Acordam em conferência na Secção de Contencioso Administrativo do Tribunal Central Administrativo Sul: I – RELATÓRIO R............, Unipessoal, Lda., devidamente identificada nos autos, veio interpor recurso jurisdicional da sentença proferida pelo Tribunal Administrativo e Fiscal do Funchal, datada de 23/07/2019, que no âmbito da ação administrativa especial instaurada contra a Secretaria Regional da Saúde da Região Autónoma da Madeira e o Município de Santa Cruz, julgou a ação improcedente, absolvendo as Entidades Demandadas do pedido, de anulação do ato de indeferimento do pedido de transferência de localização da farmácia apresentado pela Autora e de condenação à prática do ato de autorização da transferência da farmácia.

* Formula a aqui Recorrente, nas respetivas alegações de recurso as seguintes conclusões que infra e na íntegra se reproduzem: “A. O presente recurso tem por objeto a sentença proferida, no dia 23 de julho de 2019, pelo TAF do Funchal, que julgou improcedente a ação de impugnação do ato administrativo de indeferimento do pedido de transferência definitiva da F............, propriedade da Recorrente, proferido pela Secretaria Regional da Saúde, bem como o pedido de condenação à prática do ato administrativo legalmente devido pela Recorrida.

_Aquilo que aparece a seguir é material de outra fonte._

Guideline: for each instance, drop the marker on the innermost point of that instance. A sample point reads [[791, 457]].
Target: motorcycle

B. A Recorrente entende que a douta sentença a quo desconsiderou factos que deveriam ter sido dados como provados e reconhecidos como essenciais à boa decisão da causa, incorrendo, assim, em erro de julgamento sobre a matéria de facto, o que determina que venha a ser invalidada por este Tribunal, com as legais consequências.

C. Além disso, entende a Recorrente que a douta sentença a quo, ao manter o ato de indeferimento do pedido de transferência da F............, o qual enferma de vício de violação de lei, por erro nos pressupostos de facto e de direito concretamente aplicáveis e por violação do princípio da proporcionalidade, padece de um primeiro erro de julgamento sobre a matéria de direito.

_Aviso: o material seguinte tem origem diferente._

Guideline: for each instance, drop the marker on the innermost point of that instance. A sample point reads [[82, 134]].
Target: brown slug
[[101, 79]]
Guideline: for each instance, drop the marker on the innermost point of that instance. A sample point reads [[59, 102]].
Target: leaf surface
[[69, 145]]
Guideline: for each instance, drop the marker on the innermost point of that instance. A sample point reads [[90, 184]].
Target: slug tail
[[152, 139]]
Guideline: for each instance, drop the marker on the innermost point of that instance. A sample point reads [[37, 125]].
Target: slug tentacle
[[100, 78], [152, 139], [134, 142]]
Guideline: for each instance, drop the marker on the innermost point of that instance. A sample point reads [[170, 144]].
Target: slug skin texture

D.A sentença proferida pelo TAF do Funchal incorre, ainda, num segundo erro de julgamento sobre a matéria de direito, ao considerar que o Tribunal não pode apreciar o pedido de condenação à prática do ato administrativo legalmente devido formulado, pois tal constituiria uma intromissão na esfera de decisão da Administração, o que significaria uma violação do princípio da separação de poderes.

E.A matéria de facto que o Tribunal a quo utilizou para concluir pela improcedência da ação é insuficiente, tendo por referência a factualidade carreada para os autos pelas Partes, que deveria ter sido considerada como provada e considerada essencial à boa decisão da lide.

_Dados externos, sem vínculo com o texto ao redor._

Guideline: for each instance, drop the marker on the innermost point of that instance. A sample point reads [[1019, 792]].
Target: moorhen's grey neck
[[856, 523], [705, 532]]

F.A matéria de facto dada como provada e essencial acabou por se limitar aos itens procedimentais trazidos à lide pelas Recorridas.

G. Ora, se o que estava em causa era, precisamente, o erro nos pressupostos de facto que levaram à emissão de tais itens procedimentais, que contém uma representação errada da realidade (e do direito aplicável), não se percebe como é que os mesmos serviriam sem mais, para a apreciação da bondade dos pedidos da Recorrente.

H.O Tribunal a quo devia ter considerado a factualidade anterior à decisão de indeferimento, sendo que além de se tratar de factos admitidos, dever-se-ia ter atendido ao efeito cominatório do artigo 574.º, n.º 1, do CPC, aplicável ex vi artigo 1.º do CPTA.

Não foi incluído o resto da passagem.